Convolutional neural network performance appears to be comparable to that of radiologists for the diagnosis of intracranial haemorrhage (ICH)
The use of convolutional neural networks (CNN) for diagnosing patients with an intracranial haemorrhage (ICH) appear to comparable to that of radiologists. This was the conclusion of a study by a team from the Faculty of Health and Medical Sciences, Copenhagen University, Denmark.
An ICH is usually caused by rupture of small penetrating arteries secondary to hypertensive changes or other vascular abnormalities and overall accounts for 10 – 20% of all strokes.
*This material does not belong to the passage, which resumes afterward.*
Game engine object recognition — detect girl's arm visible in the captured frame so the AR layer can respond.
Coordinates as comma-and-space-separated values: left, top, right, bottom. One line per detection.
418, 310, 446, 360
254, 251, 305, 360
However, this proportion varies across the world so that in Asian countries, an ICH is responsible for between 18 and 24% of strokes but only 8 – 15% in Westernised countries. An acute presentation of ICH can be difficult to distinguish from ischaemic stroke and non-contrast computerised tomography (CT) is the most rapid and readily available tool for the diagnosis of ICH.
As in many areas of medicine, artificial intelligence systems are becoming increasingly used and one such system is a Convolutional Neural Network (CNN), which represents a Deep Learning algorithm that is able to take an input image, assign importance to various aspects or objects within in the image and to differentiate one from the other. In fact, a 2019 systematic review of Deep Learning systems concluded that the ‘diagnostic performance of deep learning models to be equivalent to that of health-care professionals.’ Nevertheless, the authors added the caveat that ‘few studies presented externally validated results or compared the performance of deep learning models and health-care professionals using the same sample.’
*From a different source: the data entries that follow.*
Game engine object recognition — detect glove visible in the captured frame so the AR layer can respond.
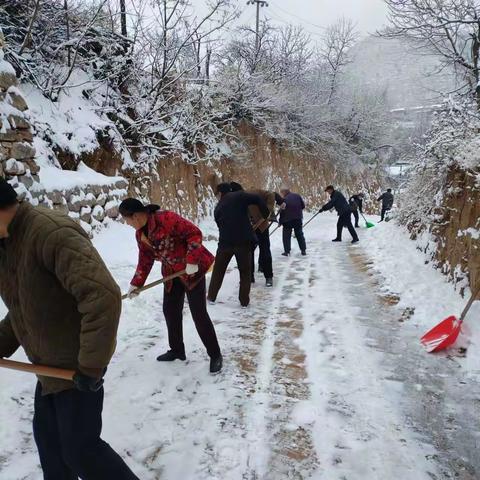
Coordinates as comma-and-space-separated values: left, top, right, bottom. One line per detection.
127, 285, 140, 298
73, 368, 106, 392
185, 263, 198, 275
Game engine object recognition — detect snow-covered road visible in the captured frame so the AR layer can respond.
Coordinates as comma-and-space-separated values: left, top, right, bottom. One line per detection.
0, 214, 480, 480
In the present study, the Danish team undertook a systematic review and meta-analysis to appraise the evidence of CNN in per-patient diagnosis of ICH. They performed a literature review and studies deemed suitable for inclusion were those where: patients had undergone non-contrast computed tomography of the cerebrum for the detection of an ICH; radiologists or a clinical report was used as the reference standard and finally where a CNN algorithm was deployed for the detection of ICH. For the purposes of their analysis, the minimum acceptable reference standard was defined as either manual, semi-automated or automated image labelling taken from radiology reports or electronic health records. For their analysis, the researchers calculated the pooled sensitivity, specificity and the receiver operating characteristics curves (SROC).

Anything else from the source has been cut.